Three big changes and what they mean for the future of NASCAR

David Scott, The Charlotte Observer on

Published in Auto Racing

Lots of news has broken in NASCAR over the past few weeks. Let's put some if into context:


The news: NASCAR announced earlier this month it will move away from a single-entity title sponsorship model to have four separate premium sponsors. The four sponsors -- Busch Beer, Coca-Cola, Geico and Xfinity -- take over from Monster Energy, which was the primary sponsor since 2017.

What it means: For starters, Cup race winners won't be followed around by Energy's scantily clad "Monster Girls" any more.

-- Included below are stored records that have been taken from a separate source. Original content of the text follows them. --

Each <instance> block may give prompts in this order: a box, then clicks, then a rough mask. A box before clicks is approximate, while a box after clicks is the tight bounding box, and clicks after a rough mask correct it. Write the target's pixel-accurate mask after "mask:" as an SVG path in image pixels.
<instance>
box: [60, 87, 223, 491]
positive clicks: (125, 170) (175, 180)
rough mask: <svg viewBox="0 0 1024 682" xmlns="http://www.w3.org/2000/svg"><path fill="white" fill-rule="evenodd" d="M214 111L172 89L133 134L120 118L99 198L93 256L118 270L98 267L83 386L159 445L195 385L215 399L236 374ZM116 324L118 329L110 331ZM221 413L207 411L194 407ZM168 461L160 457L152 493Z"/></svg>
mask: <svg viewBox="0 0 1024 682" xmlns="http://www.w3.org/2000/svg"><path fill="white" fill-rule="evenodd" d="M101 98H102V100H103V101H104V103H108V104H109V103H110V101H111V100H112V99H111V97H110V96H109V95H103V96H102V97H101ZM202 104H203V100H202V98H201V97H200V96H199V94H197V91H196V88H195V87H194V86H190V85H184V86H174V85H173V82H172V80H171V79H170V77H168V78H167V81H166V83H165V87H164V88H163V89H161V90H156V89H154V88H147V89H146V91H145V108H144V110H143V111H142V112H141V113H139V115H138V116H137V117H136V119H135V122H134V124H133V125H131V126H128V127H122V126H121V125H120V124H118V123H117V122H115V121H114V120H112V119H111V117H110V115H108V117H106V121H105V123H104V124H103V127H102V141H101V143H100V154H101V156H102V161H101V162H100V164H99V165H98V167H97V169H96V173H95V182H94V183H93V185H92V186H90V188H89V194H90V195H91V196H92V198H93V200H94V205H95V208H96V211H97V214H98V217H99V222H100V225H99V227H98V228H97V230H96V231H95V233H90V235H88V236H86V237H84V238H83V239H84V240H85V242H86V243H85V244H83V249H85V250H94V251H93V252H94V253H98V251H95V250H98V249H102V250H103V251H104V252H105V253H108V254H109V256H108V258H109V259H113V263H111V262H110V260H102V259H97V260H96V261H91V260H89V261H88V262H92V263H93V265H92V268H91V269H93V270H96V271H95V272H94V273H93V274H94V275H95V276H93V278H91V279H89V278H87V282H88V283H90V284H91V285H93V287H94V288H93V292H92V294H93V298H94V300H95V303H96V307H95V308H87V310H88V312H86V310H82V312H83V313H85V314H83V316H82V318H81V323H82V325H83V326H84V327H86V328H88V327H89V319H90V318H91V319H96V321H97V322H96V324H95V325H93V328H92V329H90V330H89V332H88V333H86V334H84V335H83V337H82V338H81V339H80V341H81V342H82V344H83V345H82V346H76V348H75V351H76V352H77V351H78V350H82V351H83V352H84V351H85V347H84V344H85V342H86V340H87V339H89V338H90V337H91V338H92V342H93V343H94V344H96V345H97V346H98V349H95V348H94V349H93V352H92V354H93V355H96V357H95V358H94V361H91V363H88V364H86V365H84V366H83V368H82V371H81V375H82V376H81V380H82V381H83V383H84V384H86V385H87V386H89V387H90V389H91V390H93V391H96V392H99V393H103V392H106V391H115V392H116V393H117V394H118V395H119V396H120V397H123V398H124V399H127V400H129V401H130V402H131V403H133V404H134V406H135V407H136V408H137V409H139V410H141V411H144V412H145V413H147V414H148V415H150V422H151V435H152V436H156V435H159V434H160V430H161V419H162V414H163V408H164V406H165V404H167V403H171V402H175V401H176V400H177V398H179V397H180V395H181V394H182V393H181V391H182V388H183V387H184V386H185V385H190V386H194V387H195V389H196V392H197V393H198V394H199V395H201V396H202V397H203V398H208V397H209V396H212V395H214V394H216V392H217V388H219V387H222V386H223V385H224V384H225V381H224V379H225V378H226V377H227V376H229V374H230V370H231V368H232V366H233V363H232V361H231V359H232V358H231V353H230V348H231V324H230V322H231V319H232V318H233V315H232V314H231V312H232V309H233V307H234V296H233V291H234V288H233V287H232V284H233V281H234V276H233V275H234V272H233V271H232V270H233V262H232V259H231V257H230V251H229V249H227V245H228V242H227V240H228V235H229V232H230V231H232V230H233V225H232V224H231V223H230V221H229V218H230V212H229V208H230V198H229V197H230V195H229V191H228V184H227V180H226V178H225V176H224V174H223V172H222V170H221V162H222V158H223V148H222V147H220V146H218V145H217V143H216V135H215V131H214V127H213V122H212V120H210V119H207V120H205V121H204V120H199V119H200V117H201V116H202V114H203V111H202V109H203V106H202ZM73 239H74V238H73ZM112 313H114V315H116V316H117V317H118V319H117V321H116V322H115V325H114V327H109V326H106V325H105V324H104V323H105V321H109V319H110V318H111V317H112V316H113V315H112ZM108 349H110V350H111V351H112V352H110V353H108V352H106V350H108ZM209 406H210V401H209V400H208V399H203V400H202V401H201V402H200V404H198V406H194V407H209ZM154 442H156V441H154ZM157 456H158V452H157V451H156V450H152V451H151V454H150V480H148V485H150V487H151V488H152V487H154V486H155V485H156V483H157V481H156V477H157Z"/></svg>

More to the point, the sport's top series won't be identified for a single, recognizable sponsor's name as it has been in the past (Winston, Nextel, Sprint). Instead, each of the four new premium sponsors will have their own presence at every Cup race, including the All-Star race at Charlotte Motor Speedway.

What will the top series be called now? The NASCAR Cup Series.



The news: Martin Truex Jr. gets a new crew chief.

What it means: Truex has been arguably the Cup Series' most consistent driver over the past five seasons, during which he's won 24 races, advanced to the championship round four times and claimed the 2017 championship. Much of that was due to Truex's partnership with crew chief Cole Pearn.

Pearn, however, resigned earlier this month to pursue other opportunities and spend more time with his family. That broke up a driver-crew chief combo that rivaled other recent ultra-successful pairings, including Jimmie Johnson-Chad Knaus, Kyle Busch-Adam Stevens and Kevin Harvick-Rodney Childers.

A good thing doesn't last forever. Johnson and Knaus, for instance, broke up after the 2018 season. And now it's Truex's turn to learn how to work with a new crew chief. James Small, an Australian who was lead engineer for Truex's No. 19 Toyota last season, takes over.